Fire Up the Grill
Posted: June 13, 2017
Summertime is in the air! It’s time for firing up the grill for burgers and dogs!! But before you pullout the charcoal and grilling accessories, take a minute to consider how to cook your meat properly. According to the National Cancer Institute, grilling your meats at high temps can cause potentially cancer-causing chemicals to form although no conclusive evidence has been found in humans.
So don’t step away from the grill just yet…just learn how to do it safely. Follow these 7 safety measures to ensure properly cooked meats:
- – Use lean meat instead of fatty meats. Meats that contain more fat content tend to have higher carcinogen concentrations when cooked, compared to leaner meats. A carcinogen called polycyclic aromatic hydrocarbons, or PAHs, is released when the fat drippings from the meat mix with the fire. It’s best to keep in mind that less fat means less dripping and less carcinogens are released. If you are feeling adventurous and want to try leaner meat, try ground lamb to replaces your traditional ground beef burger.
- – Handle chicken very carefully. While the National Chicken Council said in a statement that it is not aware of research linking grilled chicken to “anything cancer-causing,” it did caution that poultry should be kept refrigerated until ready to cook. Do not rinse raw poultry in your sink because it won’t remove bacteria and can spread raw juices around your sink, the Council warned. Use one cutting board for fresh produce and a separate one for raw meat, poultry and seafood. And when grilling chicken outdoors, don’t place cooked chicken on the same plate used to transport raw chicken to the grill.

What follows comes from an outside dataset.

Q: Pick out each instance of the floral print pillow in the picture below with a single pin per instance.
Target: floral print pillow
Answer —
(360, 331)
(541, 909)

- – Marinate or season your meat ahead of time. Instead of making your burgers and setting them right away on the grill, let the meat mixture marinate in the fridge for a few hours. Allowing the meat to sit and rest helps it to absorb the antioxidants in the herbs and spices.

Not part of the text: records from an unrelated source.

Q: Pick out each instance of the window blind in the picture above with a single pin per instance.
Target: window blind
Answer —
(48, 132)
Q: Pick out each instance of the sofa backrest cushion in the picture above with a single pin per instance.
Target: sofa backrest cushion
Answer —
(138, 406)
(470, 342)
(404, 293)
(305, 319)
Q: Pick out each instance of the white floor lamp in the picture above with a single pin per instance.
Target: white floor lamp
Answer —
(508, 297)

- – Grill on LOW. Reducing the temperature of your grill, avoiding lengthy cooking times and keeping your meat away from direct exposure over an open flame or a hot metal surface can all help reduce PAH and HCA formation. Limit your charring and splatter by grilling over medium heat rather than a high flame.

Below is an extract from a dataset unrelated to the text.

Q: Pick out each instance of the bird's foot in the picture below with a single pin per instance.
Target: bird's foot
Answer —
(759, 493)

- – Clean your grill…ALWAYS! Black is risky, so removing charred portions of meat and refraining from using gravy made from meat drippings also helps.
- – If time permits, pre-cook in the oven. Saves time and pre-cooking meat, prior to exposing to the grill, helps reduce the amount of time it sits a high temps.
- – Mix it up by adding veggies. Grilled veggies don’t harbor the same types of cancer risk. This allows for smaller cuts of meat and reduces cooking time.